視点
たそがれ時の日中関係を読む
2013/07/11 16:41
週刊BCN 2013年07月08日vol.1488掲載
上海のホテルのテレビに映る50局のうち、5局が尖閣諸島のニュース、5局が旧日本軍との戦争のドラマである。これが連日なので、当然ながら視聴者は飽きてくる。この飽き対策として、中国軍は毎日、尖閣諸島の日本領海に入らねばならない。ドラマ、これは見せる。今までのハゲで、チビで、デブの日本兵だけではない。ハンサムで極めて良識的な日本兵も登場する。そして筋書きが数段おもしろくなっている。日本軍との戦争のドラマはそれまで1局くらいだったが、急に増えた。新聞についていえば、5月15日の上海の主要25紙のうち尖閣列島のニュースが1面トップは3紙、各紙とも「安倍右翼政権」や「鬼子政治家日本維新の会橋下共同代表」の文字が踊る。

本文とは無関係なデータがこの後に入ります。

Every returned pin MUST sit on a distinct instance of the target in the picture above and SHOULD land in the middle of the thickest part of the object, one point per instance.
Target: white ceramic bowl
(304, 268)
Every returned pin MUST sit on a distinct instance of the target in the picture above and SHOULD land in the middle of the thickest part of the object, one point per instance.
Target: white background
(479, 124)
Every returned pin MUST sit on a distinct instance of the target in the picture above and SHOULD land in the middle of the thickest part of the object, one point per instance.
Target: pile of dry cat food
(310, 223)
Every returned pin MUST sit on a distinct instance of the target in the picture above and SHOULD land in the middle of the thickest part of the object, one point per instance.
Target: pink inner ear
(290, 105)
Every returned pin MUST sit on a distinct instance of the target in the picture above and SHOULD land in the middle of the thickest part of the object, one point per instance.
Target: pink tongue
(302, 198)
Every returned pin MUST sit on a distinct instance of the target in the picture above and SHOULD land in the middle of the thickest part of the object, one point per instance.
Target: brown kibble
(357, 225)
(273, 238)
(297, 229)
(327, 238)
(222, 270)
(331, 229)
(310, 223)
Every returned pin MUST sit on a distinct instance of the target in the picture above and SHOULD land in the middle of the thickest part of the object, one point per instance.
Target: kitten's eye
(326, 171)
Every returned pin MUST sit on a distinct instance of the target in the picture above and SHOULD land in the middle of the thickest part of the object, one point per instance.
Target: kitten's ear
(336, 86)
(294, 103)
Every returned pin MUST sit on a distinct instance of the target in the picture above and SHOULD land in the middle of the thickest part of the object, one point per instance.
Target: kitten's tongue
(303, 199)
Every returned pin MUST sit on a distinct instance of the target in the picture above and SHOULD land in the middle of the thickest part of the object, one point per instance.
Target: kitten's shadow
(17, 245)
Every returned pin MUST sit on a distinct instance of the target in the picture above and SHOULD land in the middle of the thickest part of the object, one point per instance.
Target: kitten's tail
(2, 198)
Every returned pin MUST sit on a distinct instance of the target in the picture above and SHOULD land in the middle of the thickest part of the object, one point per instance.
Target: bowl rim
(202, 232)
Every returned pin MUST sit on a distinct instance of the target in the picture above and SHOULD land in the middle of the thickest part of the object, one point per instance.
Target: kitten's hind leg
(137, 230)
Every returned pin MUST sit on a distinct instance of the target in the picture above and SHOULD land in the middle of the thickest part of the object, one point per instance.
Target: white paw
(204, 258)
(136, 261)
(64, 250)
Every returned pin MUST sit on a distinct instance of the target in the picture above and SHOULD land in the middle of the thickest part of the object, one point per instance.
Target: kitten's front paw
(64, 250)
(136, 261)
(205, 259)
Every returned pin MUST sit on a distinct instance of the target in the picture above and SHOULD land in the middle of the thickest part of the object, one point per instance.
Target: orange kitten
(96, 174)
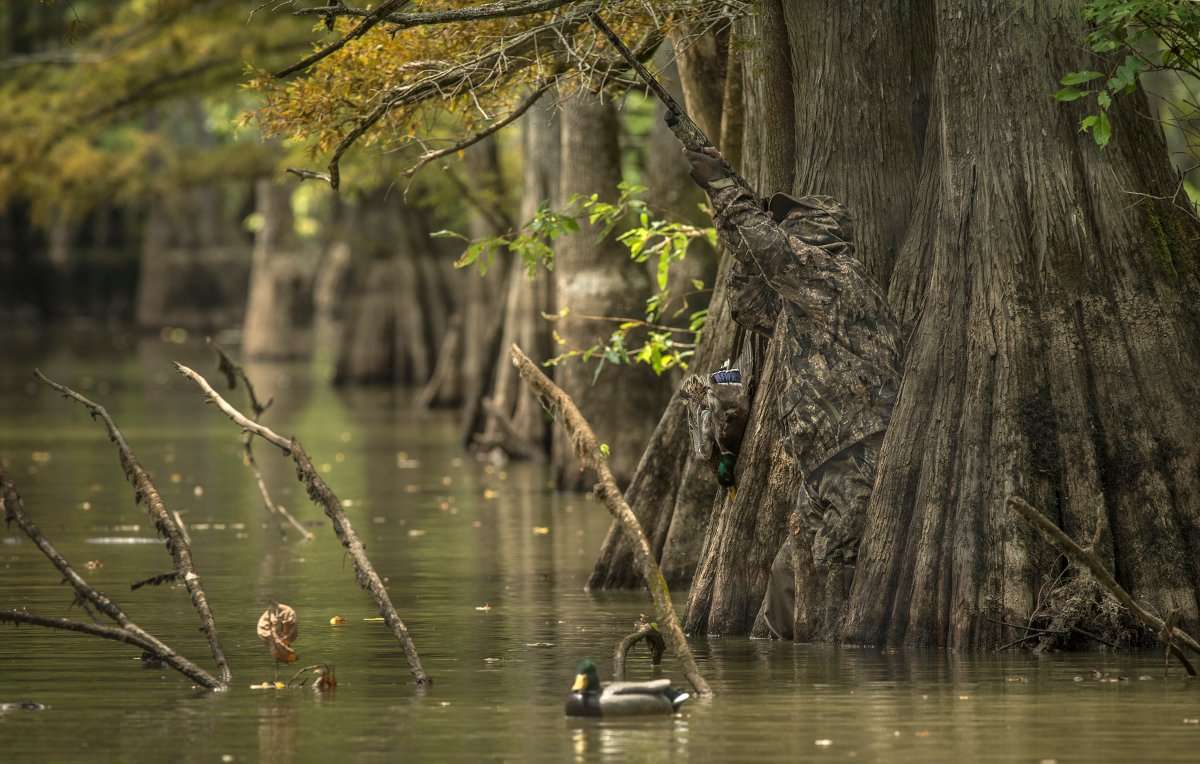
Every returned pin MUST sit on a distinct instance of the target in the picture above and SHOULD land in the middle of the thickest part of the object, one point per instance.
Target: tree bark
(1055, 353)
(869, 160)
(599, 278)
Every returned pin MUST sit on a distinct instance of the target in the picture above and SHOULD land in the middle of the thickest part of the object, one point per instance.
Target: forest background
(1020, 174)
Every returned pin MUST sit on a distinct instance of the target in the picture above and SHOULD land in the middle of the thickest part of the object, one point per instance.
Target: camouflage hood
(817, 221)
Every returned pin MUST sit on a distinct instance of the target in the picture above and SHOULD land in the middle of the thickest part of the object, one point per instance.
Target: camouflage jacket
(844, 344)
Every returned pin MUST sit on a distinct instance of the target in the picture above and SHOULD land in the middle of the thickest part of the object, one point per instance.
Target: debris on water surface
(277, 629)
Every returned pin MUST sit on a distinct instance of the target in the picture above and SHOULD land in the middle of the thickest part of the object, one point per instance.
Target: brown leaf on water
(277, 629)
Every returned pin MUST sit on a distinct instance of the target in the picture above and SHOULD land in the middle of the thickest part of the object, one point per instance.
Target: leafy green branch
(1153, 35)
(646, 340)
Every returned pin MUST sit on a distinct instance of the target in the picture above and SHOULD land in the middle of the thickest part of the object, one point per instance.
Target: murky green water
(453, 536)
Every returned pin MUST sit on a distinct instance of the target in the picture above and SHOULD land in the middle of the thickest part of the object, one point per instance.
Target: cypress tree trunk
(516, 422)
(868, 158)
(599, 278)
(671, 492)
(279, 310)
(1055, 353)
(462, 374)
(483, 312)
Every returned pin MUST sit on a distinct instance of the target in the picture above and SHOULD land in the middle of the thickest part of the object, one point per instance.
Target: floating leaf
(277, 629)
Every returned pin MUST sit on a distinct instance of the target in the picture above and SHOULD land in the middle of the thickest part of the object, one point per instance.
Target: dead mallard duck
(621, 698)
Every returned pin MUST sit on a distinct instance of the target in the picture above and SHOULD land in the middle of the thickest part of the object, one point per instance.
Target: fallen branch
(144, 492)
(323, 497)
(1087, 560)
(125, 631)
(647, 631)
(234, 372)
(588, 452)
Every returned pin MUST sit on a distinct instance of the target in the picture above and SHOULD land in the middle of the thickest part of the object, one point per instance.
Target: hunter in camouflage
(844, 347)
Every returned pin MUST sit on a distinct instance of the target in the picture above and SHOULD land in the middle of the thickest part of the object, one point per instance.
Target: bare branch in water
(233, 372)
(324, 497)
(125, 631)
(649, 633)
(588, 452)
(144, 492)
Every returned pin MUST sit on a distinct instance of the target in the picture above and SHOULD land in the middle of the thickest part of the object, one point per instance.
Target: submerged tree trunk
(389, 334)
(483, 312)
(598, 278)
(280, 307)
(516, 422)
(468, 353)
(1055, 353)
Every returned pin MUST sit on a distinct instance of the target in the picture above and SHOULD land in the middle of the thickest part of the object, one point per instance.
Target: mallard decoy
(621, 698)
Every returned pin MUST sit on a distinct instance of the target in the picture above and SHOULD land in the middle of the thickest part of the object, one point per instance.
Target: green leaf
(1103, 131)
(1079, 78)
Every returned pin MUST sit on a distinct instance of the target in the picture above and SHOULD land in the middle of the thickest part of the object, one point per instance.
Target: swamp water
(487, 569)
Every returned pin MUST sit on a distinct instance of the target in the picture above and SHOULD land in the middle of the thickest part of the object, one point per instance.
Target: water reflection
(496, 607)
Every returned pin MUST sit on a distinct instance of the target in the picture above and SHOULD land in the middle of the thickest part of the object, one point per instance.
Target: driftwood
(1091, 563)
(233, 372)
(588, 453)
(645, 631)
(90, 600)
(324, 497)
(144, 492)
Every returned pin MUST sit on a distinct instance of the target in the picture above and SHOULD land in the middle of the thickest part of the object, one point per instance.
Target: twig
(587, 450)
(364, 26)
(1087, 559)
(449, 16)
(532, 98)
(233, 372)
(144, 492)
(126, 630)
(647, 631)
(323, 497)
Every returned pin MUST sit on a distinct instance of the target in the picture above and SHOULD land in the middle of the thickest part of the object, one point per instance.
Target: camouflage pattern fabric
(843, 341)
(829, 516)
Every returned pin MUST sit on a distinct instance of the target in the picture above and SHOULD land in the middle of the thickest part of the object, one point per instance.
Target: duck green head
(586, 677)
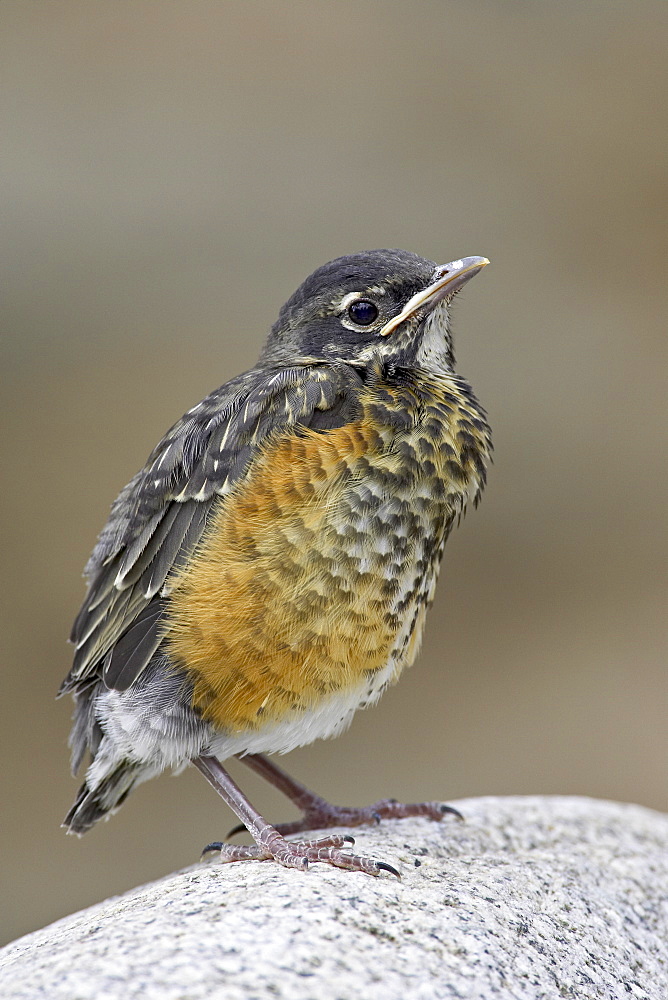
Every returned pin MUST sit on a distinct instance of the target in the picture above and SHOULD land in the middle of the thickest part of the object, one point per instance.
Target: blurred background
(171, 172)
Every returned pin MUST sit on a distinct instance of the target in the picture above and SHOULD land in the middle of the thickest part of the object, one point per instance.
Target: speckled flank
(315, 571)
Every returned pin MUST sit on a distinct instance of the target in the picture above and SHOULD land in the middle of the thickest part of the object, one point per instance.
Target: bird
(268, 572)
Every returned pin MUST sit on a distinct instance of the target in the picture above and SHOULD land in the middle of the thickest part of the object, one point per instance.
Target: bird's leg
(320, 814)
(269, 843)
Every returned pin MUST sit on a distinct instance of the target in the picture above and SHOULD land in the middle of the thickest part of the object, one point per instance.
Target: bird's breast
(312, 579)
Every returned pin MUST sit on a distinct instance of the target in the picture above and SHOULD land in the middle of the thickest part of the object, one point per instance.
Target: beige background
(171, 172)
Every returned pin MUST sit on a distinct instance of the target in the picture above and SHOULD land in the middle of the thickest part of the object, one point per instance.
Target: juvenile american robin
(269, 570)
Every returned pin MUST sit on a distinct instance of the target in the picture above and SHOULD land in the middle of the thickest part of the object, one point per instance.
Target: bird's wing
(158, 519)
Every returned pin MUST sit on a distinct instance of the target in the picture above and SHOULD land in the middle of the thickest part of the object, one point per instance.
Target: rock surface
(529, 898)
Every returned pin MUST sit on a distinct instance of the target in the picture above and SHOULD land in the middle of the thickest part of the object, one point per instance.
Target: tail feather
(101, 800)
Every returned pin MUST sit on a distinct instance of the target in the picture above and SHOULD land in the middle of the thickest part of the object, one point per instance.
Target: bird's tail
(98, 801)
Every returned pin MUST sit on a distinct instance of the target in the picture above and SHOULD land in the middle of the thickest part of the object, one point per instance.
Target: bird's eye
(363, 312)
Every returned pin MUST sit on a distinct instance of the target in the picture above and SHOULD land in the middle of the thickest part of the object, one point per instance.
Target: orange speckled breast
(315, 570)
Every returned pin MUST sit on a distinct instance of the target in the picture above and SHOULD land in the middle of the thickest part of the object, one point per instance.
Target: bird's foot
(300, 853)
(320, 814)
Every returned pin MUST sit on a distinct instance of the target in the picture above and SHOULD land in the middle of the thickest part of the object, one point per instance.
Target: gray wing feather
(159, 517)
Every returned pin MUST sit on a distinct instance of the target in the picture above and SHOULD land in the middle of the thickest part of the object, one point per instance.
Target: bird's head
(390, 304)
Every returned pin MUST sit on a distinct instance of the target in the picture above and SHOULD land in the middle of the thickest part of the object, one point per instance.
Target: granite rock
(530, 898)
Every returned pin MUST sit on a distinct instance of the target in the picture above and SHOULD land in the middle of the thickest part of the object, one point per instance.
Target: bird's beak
(449, 278)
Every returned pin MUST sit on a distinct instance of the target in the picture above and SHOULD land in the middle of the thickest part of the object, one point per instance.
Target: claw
(381, 866)
(240, 828)
(216, 845)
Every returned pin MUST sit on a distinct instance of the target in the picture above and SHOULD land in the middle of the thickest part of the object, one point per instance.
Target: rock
(529, 898)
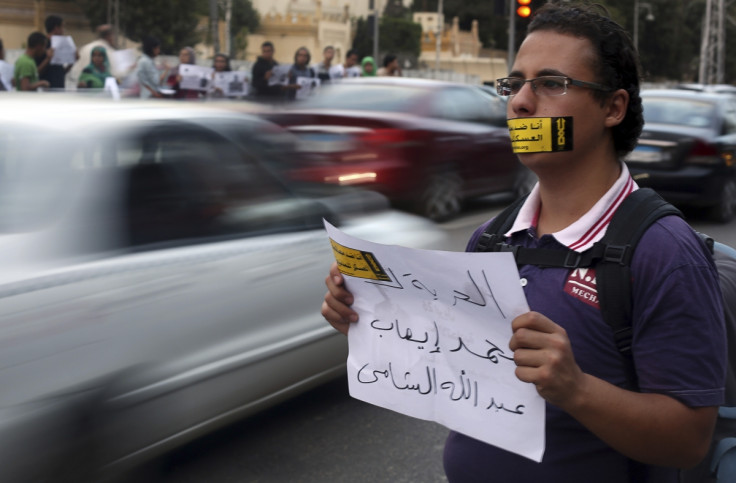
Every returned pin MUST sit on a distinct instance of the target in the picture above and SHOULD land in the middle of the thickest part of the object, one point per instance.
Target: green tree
(396, 35)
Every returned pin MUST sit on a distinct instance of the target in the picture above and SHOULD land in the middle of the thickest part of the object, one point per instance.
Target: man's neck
(566, 197)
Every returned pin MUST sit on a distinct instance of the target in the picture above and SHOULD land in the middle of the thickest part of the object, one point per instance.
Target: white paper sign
(432, 340)
(232, 83)
(307, 87)
(65, 52)
(279, 75)
(195, 77)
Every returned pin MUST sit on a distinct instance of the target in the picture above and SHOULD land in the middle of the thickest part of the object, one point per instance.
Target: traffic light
(524, 8)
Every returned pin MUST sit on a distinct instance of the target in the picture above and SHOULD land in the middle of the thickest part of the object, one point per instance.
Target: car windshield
(366, 97)
(681, 112)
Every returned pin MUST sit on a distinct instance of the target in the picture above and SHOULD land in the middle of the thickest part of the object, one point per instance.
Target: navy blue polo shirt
(678, 346)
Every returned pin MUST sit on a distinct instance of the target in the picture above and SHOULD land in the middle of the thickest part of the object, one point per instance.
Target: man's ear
(617, 105)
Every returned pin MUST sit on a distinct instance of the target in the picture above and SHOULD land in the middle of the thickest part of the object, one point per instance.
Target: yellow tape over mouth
(540, 134)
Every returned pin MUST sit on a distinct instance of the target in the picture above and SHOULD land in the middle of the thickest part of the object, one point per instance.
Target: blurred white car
(158, 279)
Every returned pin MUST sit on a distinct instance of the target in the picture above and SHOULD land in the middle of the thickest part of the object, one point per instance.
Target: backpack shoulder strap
(493, 234)
(613, 272)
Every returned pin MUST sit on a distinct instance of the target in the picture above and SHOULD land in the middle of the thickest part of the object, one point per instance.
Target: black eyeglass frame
(567, 81)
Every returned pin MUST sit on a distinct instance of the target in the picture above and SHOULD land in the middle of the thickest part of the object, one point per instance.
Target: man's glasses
(546, 85)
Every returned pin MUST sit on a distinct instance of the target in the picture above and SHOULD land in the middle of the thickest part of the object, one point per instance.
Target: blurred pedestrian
(351, 67)
(106, 39)
(149, 78)
(262, 72)
(6, 71)
(221, 63)
(300, 69)
(391, 67)
(323, 67)
(368, 66)
(95, 74)
(55, 74)
(25, 72)
(187, 56)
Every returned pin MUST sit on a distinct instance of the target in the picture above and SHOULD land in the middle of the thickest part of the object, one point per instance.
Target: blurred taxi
(686, 149)
(158, 279)
(427, 145)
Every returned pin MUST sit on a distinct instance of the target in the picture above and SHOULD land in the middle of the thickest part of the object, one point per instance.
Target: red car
(426, 145)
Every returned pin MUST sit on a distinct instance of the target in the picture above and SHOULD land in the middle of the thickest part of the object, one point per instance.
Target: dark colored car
(426, 145)
(686, 150)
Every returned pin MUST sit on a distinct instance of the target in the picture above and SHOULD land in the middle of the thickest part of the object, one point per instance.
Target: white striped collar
(591, 227)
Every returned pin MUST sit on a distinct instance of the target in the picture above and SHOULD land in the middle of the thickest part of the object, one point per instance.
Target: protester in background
(6, 71)
(106, 39)
(350, 67)
(149, 77)
(262, 72)
(369, 67)
(26, 73)
(577, 64)
(187, 56)
(94, 75)
(390, 67)
(55, 74)
(323, 67)
(221, 63)
(300, 68)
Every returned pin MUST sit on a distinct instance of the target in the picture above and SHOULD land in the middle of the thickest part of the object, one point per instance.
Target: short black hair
(36, 39)
(617, 64)
(53, 21)
(150, 43)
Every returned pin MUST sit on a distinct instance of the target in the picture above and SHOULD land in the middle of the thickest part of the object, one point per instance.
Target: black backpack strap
(633, 217)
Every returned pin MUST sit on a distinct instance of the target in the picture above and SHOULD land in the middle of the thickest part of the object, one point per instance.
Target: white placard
(307, 86)
(65, 52)
(195, 77)
(432, 340)
(279, 75)
(232, 83)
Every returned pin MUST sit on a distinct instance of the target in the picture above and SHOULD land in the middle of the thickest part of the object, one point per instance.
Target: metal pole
(512, 34)
(636, 25)
(438, 43)
(375, 32)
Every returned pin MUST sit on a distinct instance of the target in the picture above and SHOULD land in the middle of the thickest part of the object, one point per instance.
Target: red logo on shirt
(581, 285)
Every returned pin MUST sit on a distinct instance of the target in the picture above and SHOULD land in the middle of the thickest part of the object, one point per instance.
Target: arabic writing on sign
(432, 340)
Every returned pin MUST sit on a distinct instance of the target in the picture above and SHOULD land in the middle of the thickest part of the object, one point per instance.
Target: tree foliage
(669, 45)
(395, 35)
(174, 23)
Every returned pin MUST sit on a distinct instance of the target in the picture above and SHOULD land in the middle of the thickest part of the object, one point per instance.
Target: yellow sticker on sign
(540, 134)
(357, 263)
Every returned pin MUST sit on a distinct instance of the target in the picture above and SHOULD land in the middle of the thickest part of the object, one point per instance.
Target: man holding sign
(575, 78)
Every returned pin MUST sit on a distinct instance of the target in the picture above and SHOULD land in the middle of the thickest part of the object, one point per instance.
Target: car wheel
(441, 199)
(725, 210)
(525, 181)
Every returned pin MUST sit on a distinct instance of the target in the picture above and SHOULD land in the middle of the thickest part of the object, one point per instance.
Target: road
(325, 435)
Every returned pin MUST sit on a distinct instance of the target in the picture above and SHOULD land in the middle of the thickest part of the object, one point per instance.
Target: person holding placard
(48, 70)
(299, 73)
(149, 78)
(261, 74)
(186, 57)
(25, 73)
(578, 67)
(96, 73)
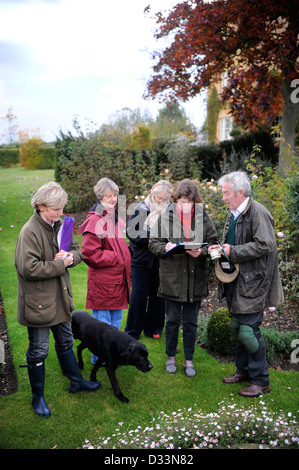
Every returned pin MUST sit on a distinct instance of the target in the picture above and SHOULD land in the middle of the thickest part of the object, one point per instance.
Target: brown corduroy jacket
(45, 295)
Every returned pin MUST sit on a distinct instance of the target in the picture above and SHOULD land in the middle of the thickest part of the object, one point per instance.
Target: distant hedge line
(82, 161)
(11, 156)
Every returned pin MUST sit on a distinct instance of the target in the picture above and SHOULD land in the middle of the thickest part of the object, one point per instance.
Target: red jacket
(108, 258)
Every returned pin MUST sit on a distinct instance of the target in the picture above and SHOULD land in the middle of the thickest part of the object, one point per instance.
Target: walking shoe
(254, 390)
(190, 371)
(171, 367)
(235, 379)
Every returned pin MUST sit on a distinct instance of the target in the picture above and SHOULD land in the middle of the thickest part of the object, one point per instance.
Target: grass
(86, 416)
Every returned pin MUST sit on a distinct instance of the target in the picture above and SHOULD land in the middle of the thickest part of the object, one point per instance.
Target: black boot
(70, 369)
(36, 372)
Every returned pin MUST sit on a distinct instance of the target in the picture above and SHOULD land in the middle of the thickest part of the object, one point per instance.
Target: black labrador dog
(112, 347)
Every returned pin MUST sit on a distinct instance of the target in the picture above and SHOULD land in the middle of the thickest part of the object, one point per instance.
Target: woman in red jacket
(107, 255)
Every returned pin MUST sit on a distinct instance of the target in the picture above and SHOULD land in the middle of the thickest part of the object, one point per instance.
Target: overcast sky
(87, 58)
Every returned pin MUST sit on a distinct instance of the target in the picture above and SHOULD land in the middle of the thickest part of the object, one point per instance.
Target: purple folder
(66, 233)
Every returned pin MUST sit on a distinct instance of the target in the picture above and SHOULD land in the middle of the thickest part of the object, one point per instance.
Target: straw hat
(226, 275)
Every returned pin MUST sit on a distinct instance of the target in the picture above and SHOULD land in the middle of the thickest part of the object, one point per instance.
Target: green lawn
(77, 417)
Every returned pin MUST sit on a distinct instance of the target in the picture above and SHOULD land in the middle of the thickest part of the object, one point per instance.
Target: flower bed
(231, 426)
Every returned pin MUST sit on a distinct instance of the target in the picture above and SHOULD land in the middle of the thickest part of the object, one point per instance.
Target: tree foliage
(255, 42)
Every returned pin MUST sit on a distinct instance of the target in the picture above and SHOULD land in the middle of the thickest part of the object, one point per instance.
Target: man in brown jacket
(249, 242)
(45, 299)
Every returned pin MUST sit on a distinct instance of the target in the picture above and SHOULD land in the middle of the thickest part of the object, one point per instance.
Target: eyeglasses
(161, 199)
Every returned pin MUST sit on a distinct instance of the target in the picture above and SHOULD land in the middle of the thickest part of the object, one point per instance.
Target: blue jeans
(38, 348)
(112, 317)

しかしながら、多くの中国人は、反日にも尖閣諸島問題にもほとんど関心がない。私は、今回の8日間の滞在中、反日おじさんには一人しか会っていない。街でタクシーに乗せてもらえないこともないし、飲み屋でからまれることもない。中国の政府やマスコミの対応と一般の国民の意識にはかなり大きな差があることがよくわかる。
現在の中国の経済は、円安・元高、不良債権問題、賃金高、供給過剰などで経済が減速している。だからといって、ざまあみろということにはならない。中国経済は日本経済と連結していて、すぐに影響が及ぶからだ。現に、このバブル経済の崩壊で日系の建機メーカーの敷地は在庫の山である。中国経済が以前と異なって不透明な経済となり、かつ尖閣諸島問題というトゲが当分抜けないということは、日本企業の中国ビジネスはこれまでのようには進まない、世界経済は今まで通りには運ばないということでもある。